O leitor perceberá que o impulso de tirar a criança da frente da carruagem guarda, ainda, um resto da espontaneidade e da despretensão que nosso herói trazia da vida provinciana. Para Rubião, o feito não significou nada de mais, mas ganhou coloração heroica na notícia publicada no jornal de seu amigo Camacho, interessado em lançar a candidatura de Rubião à Câmara dos Deputados. A primeira reação de nosso “herói”, mineiro recatado que era, ao ler a versão sensacionalista de seu gesto publicada no Atalaia, foi de desagrado: “Quem me mandou ser linguarudo?”. Mas uma nova leitura da notícia – “Que era bem escrita, era. [...] Que narração! que viveza de estilo!” – foi convencendo Rubião da importância de seu ato.

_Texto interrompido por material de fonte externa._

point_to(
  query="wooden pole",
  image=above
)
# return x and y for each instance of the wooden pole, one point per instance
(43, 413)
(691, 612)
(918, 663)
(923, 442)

A partir desse momento, Rubião vai progressivamente abandonando o modo de pensar provinciano para tentar identificar-se com a imagem que a imprensa sensacionalista da capital oferecia dele. Pela primeira vez, reconhecendo-se – não sem uma forçada de barra – na descrição exagerada do jornal, Rubião intui, confusamente, que o sucesso de sua escalada na sociedade carioca dependia de fazer-se passar por um outro.
NOTAS
[nota 1] Para a íntegra do processo do Ministério Público contra Flaubert, ver Madame Bovary (Paris, Garnier-Flammarion, 1966). Ver também Vladimir Nabokov, Lições de literatura (trad. Jorio Dauster, São Paulo, Três Estrelas, 2015).
[nota 2] Ver Gustave Flaubert, Cartas exemplares (org. e trad. Duda Machado, Rio de Janeiro, Imago, 1993).
[nota 3] Roberto Schwarz, Um mestre na periferia do capitalismo (São Paulo, Duas Cidades/ 34, 2000), p. 164.
[nota 4] Ibidem, p. 165
[nota 5] Ibidem, p. 166.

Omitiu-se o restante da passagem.